We propose the use of the ``spin-opstring", derived from Stochastic Series Expansion Quantum Monte Carlo (QMC) simulations as machine learning (ML) input data. It offers a compact, memory-efficient representation of QMC simulation cells, combining the initial state with an operator string that encodes the state's evolution through imaginary time. Using supervised ML, we demonstrate the input's effectiveness in capturing both conventional and topological phase transitions, and in a regression task to predict non-local observables. We also demonstrate the capability of spin-opstring data in transfer learning by training models on one quantum system and successfully predicting on another, as well as showing that models trained on smaller system sizes generalize well to larger ones. Importantly, we illustrate a clear advantage of spin-opstring over conventional spin configurations in the accurate prediction of a quantum phase transition. Finally, we show how the inherent structure of spin-opstring provides an elegant framework for the interpretability of ML predictions. Using two state-of-the-art interpretability techniques, Layer-wise Relevance Propagation and SHapley Additive exPlanations, we show that the ML models learn and rely on physically meaningful features from the input data. Together, these findings establish the spin-opstring as a broadly-applicable and interpretable input format for ML in quantum many-body physics.

Paper Structure

This paper contains 16 sections, 15 equations, 22 figures, 1 table.

Figures (22)

  • Figure 1: Schematic diagram of the simulation cell of SSE QMC algorithm for a spin-$1/2$ system with six sites. Here $i$ signifies the lattice site number and $\sigma(i)$ represents the initial/final spin state. At each level $p$ of the simulation cell, the spin state is depicted by filled (+1)/open (-1) circles. The diagonal or off-diagonal operator at each level acting on a bond is represented by open or filled bars respectively. The information in the operator string is compactly codified in $S(p)$ ($a(p)$ and $b(p)$ are defined in the text). The "spin-opstring" for the above simulation cell is constructed by combining $\sigma(i)$ and $S(p)$ together.
  • Figure 2: Phase diagram of the $t_2-V_1$ model in Eq. \ref{['Eq:Hamiltonian']} in terms of particle-density $\rho$ and NN repulsion $V_1$, where the NNN hopping $t_2$ is set to unity. The dashed and solid blue lines represent mixed and continuous phase transitions, respectively, between the SF and cSS phases. The green filled circle denotes the tricritical point separating the mixed transition line from the continuous one. The shaded vertical and horizontal bands indicate the lines where we apply our ML model to predict the phase transitions.
  • Figure 3: Top: ML prediction for the two phases, cS and SF, as a function of the NN repulsion $V_1$ for a fixed particle density $\rho= 1/2$. Bottom: QMC results for the observables, superfluid density $\rho_s$ and structure factor $S(\pi,\pi)$ as a function of $V_1$ for a $12\times12$ square lattice at half-filling.
  • Figure 4: Top: ML prediction for the three phases, cS, cSS and MI, as a function of the chemical potential $\mu$ for a fixed NN repulsion $V_1=4$. The vertical dashed lines indicate the ML predicted phase boundaries.
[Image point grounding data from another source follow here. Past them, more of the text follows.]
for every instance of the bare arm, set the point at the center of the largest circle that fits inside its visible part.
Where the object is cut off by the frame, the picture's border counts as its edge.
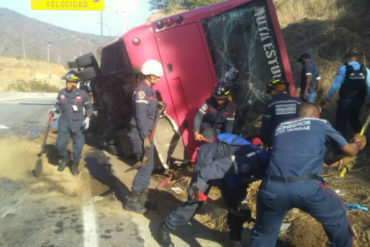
(308, 85)
(350, 149)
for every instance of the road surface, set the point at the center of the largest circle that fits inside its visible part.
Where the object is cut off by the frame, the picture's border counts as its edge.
(59, 209)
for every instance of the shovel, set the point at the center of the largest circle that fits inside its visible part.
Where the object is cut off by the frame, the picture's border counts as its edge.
(38, 168)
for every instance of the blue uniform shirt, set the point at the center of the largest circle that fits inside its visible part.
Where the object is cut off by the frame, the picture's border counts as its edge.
(70, 105)
(280, 108)
(299, 146)
(145, 108)
(309, 69)
(341, 74)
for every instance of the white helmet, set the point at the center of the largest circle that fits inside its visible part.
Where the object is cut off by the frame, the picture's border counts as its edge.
(152, 67)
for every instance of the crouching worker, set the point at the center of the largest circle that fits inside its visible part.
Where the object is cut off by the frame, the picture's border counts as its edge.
(234, 161)
(75, 110)
(216, 115)
(293, 179)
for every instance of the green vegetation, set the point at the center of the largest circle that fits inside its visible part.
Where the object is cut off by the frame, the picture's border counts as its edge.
(32, 86)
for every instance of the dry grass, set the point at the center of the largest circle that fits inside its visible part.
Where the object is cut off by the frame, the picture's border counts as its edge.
(294, 11)
(28, 75)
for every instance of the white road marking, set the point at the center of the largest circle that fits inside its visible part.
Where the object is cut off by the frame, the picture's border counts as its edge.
(3, 127)
(89, 220)
(27, 103)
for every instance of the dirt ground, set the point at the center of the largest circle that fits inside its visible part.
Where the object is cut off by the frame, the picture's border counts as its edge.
(18, 159)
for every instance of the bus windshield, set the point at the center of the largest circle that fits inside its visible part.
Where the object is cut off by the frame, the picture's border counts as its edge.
(245, 55)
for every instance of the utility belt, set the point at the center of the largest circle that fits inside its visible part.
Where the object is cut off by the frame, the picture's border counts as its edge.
(292, 179)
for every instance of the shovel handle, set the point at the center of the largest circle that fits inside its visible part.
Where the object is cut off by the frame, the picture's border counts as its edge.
(365, 125)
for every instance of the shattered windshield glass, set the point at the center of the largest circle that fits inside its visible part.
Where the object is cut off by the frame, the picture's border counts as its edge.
(245, 55)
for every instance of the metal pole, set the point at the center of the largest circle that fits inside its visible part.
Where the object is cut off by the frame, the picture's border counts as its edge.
(23, 48)
(101, 23)
(48, 58)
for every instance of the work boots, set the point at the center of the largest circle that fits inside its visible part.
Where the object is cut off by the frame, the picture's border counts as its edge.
(63, 163)
(143, 200)
(164, 237)
(74, 167)
(134, 202)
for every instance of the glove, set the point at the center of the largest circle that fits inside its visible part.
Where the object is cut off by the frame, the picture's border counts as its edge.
(53, 111)
(360, 140)
(162, 104)
(199, 137)
(193, 193)
(146, 143)
(346, 162)
(86, 123)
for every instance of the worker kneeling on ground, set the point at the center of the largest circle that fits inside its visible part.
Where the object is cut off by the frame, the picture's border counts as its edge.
(216, 115)
(233, 162)
(293, 179)
(279, 108)
(144, 113)
(75, 110)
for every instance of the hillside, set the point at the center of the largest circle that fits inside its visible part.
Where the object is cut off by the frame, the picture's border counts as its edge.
(64, 45)
(26, 75)
(327, 30)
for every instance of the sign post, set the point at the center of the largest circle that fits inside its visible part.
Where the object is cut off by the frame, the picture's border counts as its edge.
(67, 4)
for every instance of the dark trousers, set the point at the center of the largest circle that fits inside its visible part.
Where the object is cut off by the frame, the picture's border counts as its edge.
(209, 132)
(232, 198)
(142, 178)
(348, 111)
(275, 198)
(78, 137)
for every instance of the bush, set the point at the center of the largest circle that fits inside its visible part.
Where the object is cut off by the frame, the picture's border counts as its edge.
(32, 86)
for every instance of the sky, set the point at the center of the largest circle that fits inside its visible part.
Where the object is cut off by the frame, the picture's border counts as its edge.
(114, 16)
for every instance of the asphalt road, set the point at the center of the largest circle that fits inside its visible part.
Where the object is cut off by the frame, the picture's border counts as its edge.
(59, 209)
(24, 117)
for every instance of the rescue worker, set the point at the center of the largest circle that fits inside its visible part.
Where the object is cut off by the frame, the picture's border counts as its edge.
(310, 78)
(279, 108)
(144, 113)
(293, 179)
(75, 111)
(353, 82)
(234, 161)
(216, 115)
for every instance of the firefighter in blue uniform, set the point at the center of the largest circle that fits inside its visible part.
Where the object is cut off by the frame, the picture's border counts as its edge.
(75, 111)
(279, 108)
(235, 162)
(353, 82)
(144, 112)
(293, 179)
(216, 115)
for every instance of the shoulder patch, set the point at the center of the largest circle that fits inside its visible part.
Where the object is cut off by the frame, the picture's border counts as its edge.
(204, 107)
(141, 94)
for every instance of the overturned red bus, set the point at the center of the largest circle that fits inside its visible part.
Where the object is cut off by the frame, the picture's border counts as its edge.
(238, 41)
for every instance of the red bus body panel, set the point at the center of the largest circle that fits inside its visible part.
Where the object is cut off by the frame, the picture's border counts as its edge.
(183, 51)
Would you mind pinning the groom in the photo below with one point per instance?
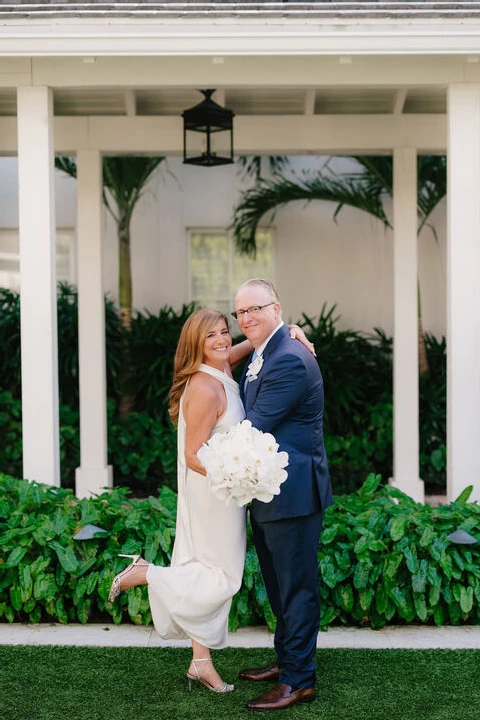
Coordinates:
(282, 391)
Bottom: QMC results for the observables, particle-density $\rho$, superfluid density $\rho_s$ and structure factor $S(\pi,\pi)$ with varying chemical potential $\mu$, on a $12\times12$ square lattice. The left $y$-axis shows the variation of $\rho_s$ and $S(\pi,\pi)$, while the right $y$-axis represents the variation of $\rho$.
  • Figure 5: Comparison of superfluid density obtained from the ML regression model with QMC results on a $12\times 12$ square lattice. The error band of the ML data has been obtained from 100 independently trained ML models.